P897 Longitudinal multi-tissue transcriptomic study reveals patient-specific drug response determinants in Inflammatory Bowel Disease patients.
Cervera Seco, L.M.(1)*;Sánchez Mayor, M.(1);Corraliza, A.M.(2,3);Salas, A.(2,3);Panés, J.(2,3);M. Marigorta, U.(1,4);
(1)Centre for Cooperative Research in BioSciences CIC bioGUNE- Basque Research and Technology Alliance BRTA- Bizkaia Technology Park, Integrative Genomics Lab, Derio, Spain;(2)Institut d'Investigacions Biomèdiques August Pi i Sunyer IDIBAPS- Hospital Clínic, Department of Gastroenterology, Barcelona, Spain;(3)Centro de Investigación Biomédica en Red de Enfermedades Hepática y Digestivas, CIBERehd, Barcelona, Spain;(4)IKERBASQUE, Basque Foundation for Science, Bilbao, Spain;
Despite the lack of understanding of Inflammatory Bowel Disease (IBD) pathogenesis, association studies have made inroads into the elucidation of the genetic component of disease diagnosis. The corresponding determinants of drug response, in turn, remain obscure. Primary response is low, secondary loss of response is prevalent and remission rates are low (30% of patients roughly). Along with the expanding repertoire of drugs, it is critical to develop a strategy to reveal the factors contibuting to drug response at the patient level. Our goal is to understand drug response in IBD looking to establish a precision medicine strategy to assign patients a specific treatment based on their transcriptomic profile.
We carried out a longitudinal follow-up of 147 IBD patients, from whom we sampled 264 intestinal biopsies and 119 blood extracts. Patients were exclusively treated with one of the three main available biologics: 248 with infliximab (anti-TNF), 47 with ustekinumab (anti-IL12/IL23) and 88 with vedolizumab (anti-α4β7). RNA-seq profiles were obtained at three different times (baseline, 14 weeks and 46 weeks after treatment initiation), resulting in 232, 92 and 59 samples, respectively. Differential expression analysis and pathway enrichment analysis were performed to get drug-specific genes and response signatures.
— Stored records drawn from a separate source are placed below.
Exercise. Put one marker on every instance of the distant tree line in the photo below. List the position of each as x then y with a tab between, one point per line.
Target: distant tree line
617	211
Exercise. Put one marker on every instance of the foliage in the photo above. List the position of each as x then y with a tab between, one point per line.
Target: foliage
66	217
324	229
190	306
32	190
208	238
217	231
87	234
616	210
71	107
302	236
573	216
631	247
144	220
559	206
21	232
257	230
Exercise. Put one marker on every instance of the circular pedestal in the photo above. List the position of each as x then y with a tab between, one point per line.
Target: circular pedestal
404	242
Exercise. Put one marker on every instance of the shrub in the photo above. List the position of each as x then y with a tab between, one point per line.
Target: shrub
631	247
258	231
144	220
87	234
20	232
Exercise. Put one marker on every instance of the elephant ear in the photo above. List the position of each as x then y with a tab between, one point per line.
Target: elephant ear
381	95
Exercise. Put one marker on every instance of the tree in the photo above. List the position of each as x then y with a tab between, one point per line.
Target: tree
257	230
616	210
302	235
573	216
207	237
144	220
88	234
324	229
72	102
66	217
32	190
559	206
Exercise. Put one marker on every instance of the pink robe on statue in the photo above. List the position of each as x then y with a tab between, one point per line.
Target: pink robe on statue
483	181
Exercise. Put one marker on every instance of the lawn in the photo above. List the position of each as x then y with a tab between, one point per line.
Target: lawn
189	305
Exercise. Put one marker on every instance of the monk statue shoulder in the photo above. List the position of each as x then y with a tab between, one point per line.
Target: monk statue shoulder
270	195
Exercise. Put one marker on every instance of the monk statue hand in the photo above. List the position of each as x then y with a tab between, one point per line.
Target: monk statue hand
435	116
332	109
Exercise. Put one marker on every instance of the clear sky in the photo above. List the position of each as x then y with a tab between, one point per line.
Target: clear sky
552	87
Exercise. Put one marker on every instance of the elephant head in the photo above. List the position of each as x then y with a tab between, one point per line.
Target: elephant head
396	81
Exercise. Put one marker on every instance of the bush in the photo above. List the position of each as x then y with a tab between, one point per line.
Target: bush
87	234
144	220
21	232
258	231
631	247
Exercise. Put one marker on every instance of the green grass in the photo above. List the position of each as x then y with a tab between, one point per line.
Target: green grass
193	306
The initial exploratory analysis confirms that tissue is the main determinant of expression variability among patients. As for longitudinal response, anti-TNF-specific features are quintessentially inflammatory, especially involved in translation and immune pathways, while response to ustekinumab is associated with extracellular recognition. Of note, vedolizumab-specific profiles strikingly differ between biopsy and blood samples. We also revealed that drug response is determined during first weeks of treatment, as up- and down-regulated genes are shared across time points. This may entail huge consequences in the clinic since the determination of response could be assessed earlier. Using clinical activity to define responders, we identified around 200 differentially expressed genes that could predict response to infliximab at time zero. We also improved our understanding regarding individual response by carrying out trend analyses based on connectivity scores that identify individual-specific regulated pathways.
While we identified common patterns across time in enriched pathways, we could discern specific drug response profiles. Besides providing a renewed understanding of the molecular effects of biological drugs, we propose that personalised models predicting response are feasible, and a promising venue to develop therapeutic guidelines of biologics in IBD.